For many students, school can be very stressful.

In many schools I have previously worked at, a lot of what we would provide a “punishment” for were stress responses- a signal of dysregulation. This is “bottom-up” brainstem behaviour. This response is usually because we’ve presented an expectation that they are having trouble meeting. In these moments, it pays to remain curious about which expectations are difficult to meet and how we might collaboratively work with these students when they are calm. That way, we can collaborate and figure out what they need together.

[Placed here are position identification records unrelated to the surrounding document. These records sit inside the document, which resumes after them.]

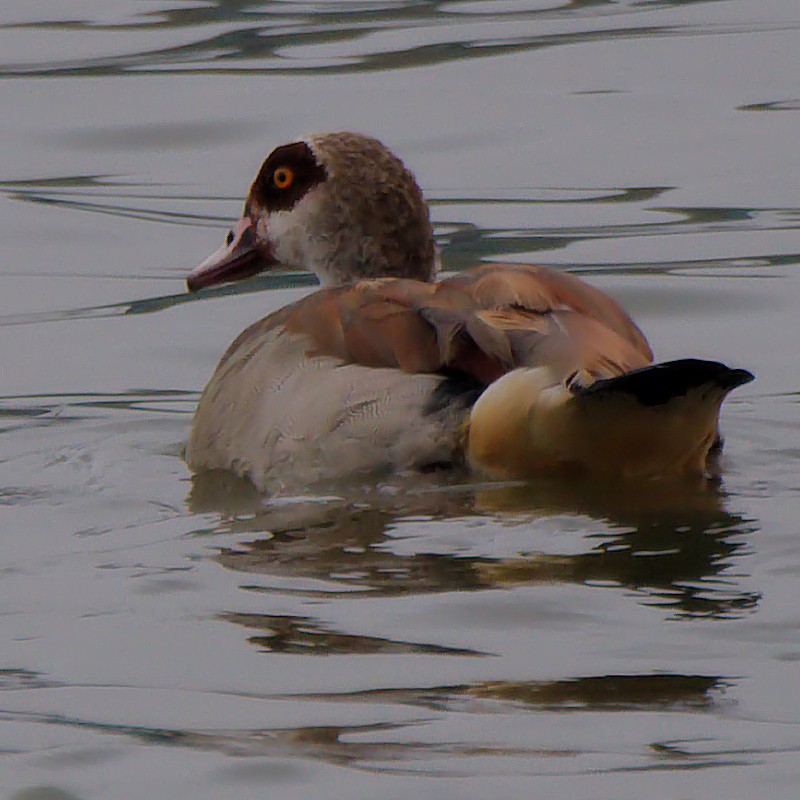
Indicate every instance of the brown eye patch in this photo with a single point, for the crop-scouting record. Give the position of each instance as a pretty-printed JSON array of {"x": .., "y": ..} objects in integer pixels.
[{"x": 287, "y": 174}]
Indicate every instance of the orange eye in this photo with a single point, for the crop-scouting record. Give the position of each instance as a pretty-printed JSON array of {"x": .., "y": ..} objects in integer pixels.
[{"x": 283, "y": 177}]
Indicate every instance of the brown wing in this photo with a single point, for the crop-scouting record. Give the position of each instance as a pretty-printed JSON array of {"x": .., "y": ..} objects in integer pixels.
[{"x": 482, "y": 322}]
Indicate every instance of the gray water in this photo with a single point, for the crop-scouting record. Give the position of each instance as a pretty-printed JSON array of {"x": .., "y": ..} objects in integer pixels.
[{"x": 165, "y": 637}]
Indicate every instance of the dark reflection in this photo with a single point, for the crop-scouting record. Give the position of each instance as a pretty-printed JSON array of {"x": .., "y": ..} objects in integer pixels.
[
  {"x": 673, "y": 544},
  {"x": 264, "y": 38},
  {"x": 305, "y": 636},
  {"x": 660, "y": 691},
  {"x": 396, "y": 747}
]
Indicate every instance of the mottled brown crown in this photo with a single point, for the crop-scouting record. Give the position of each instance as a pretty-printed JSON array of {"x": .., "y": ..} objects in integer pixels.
[{"x": 362, "y": 212}]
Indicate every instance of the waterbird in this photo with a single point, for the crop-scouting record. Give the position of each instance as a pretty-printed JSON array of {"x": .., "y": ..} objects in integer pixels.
[{"x": 511, "y": 371}]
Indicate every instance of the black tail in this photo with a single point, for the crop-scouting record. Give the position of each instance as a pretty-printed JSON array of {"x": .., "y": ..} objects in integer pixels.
[{"x": 661, "y": 383}]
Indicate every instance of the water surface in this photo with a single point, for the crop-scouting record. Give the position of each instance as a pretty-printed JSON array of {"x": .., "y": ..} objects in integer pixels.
[{"x": 166, "y": 636}]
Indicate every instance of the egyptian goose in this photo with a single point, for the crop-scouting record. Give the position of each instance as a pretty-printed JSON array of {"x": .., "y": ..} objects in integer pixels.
[{"x": 511, "y": 370}]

It sounds like the Positive Behaviour Approach upskills a student population in thinking about people's behaviour and responding to people in a way that deescalates or includes them. There can be knock-on effects on their own families, communities, sporting groups, and workmates. They are going to be meeting people who are neurodiverse. They can potentially leave schools with a broader set of communication and people skills that greatly benefit the broader community.

A hundred per cent. We have a young person in one of our year groups whose neurological condition is super complex. We do so much work with the students in his classes and the kids in his peer group. We coach them on co-regulation, and we coach them on distraction, tactical ignoring and redirection. We coach them in the philosophy that everyone wants to be a good friend. They learn that when they see a challenging behaviour, it signals that their friend is having difficulty and needs their support and understanding.

Even though they are young people building their own sense of self, their willingness to think inclusively and kindly is pretty extraordinary. We see that kids are better at doing that than most adults.

There are so many reasons why a PBA is a much-needed rethink of how we create an inclusive school environment that allows all students to thrive. Early, timely support can change the course of a person's life. We can steer people from the justice system into becoming more integrated community members. This makes moral and legal sense. It stacks up from a physical and mental health perspective. It is a smarter, more effective use of resources. That said, change takes time and a lot of conversations, but they are conversations of the best kind.